Sono i tre piccoletti a “cantare” in ogni partita e a fare la felicità di Sarri e dei tifosi

I nuovi tenori del calcio sono loro. In principio furono definiti tali Lavezzi, Hamsik e Cavani perché riuscivano a regalare gioie e gol con classe e qualità. Adesso il testimone è passato a Callejon, Insigne e Mertens. Sono i tre piccoletti a “cantare” in ogni partita facendo la felicità di Sarri e dei tifosi napoletani. L’ultima “opera” è andata in scena l’altra sera contro il Feyenoord in Champions League. Qualcuno ha detto che gli olandesi erano troppo inferiori ma i gol bisogna sempre farli.

Lo spagnolo, il napoletano e il belga hanno firmato un successo che rilancia il Napoli nella corsa agli ottavi di finale della competizione europea. Il loro rendimento, comunque, è altissimo. E se sono diventati dei veri bomber il merito è sicuramente del proprio allenatore. Da quando il toscano è arrivato sulla panchina azzurra, infatti, tutti e tre hanno collezionato complessivamente 116 gol. Il clou c’è stato l’anno passato quando si è dovuto rimediare alla partenza di Higuaìn.
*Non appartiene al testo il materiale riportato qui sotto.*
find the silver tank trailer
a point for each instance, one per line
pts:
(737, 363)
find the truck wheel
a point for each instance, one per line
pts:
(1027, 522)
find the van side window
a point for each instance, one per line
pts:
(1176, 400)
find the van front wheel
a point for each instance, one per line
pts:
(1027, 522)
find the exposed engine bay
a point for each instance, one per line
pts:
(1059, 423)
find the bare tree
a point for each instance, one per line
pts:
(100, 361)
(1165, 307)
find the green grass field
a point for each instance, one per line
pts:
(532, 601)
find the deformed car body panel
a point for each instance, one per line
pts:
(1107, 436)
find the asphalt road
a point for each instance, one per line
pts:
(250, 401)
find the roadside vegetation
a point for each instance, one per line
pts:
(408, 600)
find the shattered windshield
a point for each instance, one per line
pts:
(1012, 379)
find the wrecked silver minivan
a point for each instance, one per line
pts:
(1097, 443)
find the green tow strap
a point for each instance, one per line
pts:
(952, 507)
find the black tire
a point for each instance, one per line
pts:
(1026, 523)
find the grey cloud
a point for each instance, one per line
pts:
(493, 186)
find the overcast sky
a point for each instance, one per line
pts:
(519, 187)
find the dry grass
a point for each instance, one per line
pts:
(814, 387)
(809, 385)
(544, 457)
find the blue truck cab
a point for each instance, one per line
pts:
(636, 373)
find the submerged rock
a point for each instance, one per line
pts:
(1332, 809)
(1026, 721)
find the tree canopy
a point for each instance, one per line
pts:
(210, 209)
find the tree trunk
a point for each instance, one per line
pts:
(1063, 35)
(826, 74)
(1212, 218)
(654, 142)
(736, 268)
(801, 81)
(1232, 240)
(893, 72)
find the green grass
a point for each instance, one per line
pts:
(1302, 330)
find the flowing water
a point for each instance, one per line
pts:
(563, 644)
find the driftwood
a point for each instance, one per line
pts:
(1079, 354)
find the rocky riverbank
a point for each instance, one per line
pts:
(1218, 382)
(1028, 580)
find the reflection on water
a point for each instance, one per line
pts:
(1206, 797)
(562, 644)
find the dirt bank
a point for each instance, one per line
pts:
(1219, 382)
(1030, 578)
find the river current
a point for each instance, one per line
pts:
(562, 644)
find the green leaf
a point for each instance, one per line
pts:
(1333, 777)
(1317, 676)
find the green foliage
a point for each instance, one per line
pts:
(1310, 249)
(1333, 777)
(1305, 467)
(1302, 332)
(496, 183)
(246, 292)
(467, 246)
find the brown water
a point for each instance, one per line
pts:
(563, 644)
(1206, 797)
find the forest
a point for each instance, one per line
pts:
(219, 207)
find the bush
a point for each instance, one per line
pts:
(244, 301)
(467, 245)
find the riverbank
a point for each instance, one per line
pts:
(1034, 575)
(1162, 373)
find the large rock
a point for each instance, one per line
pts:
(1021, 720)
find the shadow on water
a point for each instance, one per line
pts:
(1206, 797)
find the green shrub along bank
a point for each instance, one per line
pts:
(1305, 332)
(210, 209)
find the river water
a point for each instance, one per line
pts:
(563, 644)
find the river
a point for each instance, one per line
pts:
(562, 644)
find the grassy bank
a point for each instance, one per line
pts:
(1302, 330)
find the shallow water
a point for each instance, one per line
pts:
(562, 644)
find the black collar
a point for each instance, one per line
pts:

Si pensava che senza il Pipita si potesse soffrire in fase realizzativa ed, invece, si è andato in porta di più. Addirittura Mertens è arrivato a 34 reti stagionali. Un botto non da poco per il fiammingo che non era mai arrivato a queste cifre. Deve ringraziare Sarri che lo ha scelto per fare inizialmente un falso nueve. Poi è stato lui a diventare una vera e propria prima punta. Anche in questa nuova stagione non sta tradendo le aspettative. Sono già otto le griffe tra campionato e Coppa. Sei li ha siglati Callejon, quattro Insigne. Dei trenta totali in dieci gare diciotto portano la loro firma. Sono, dunque, una garanzia la davanti e adesso che non c’è Milik dovranno fare degli straordinari per cercare di rimanere ad alti livelli sia in serie A che in campo internazionale.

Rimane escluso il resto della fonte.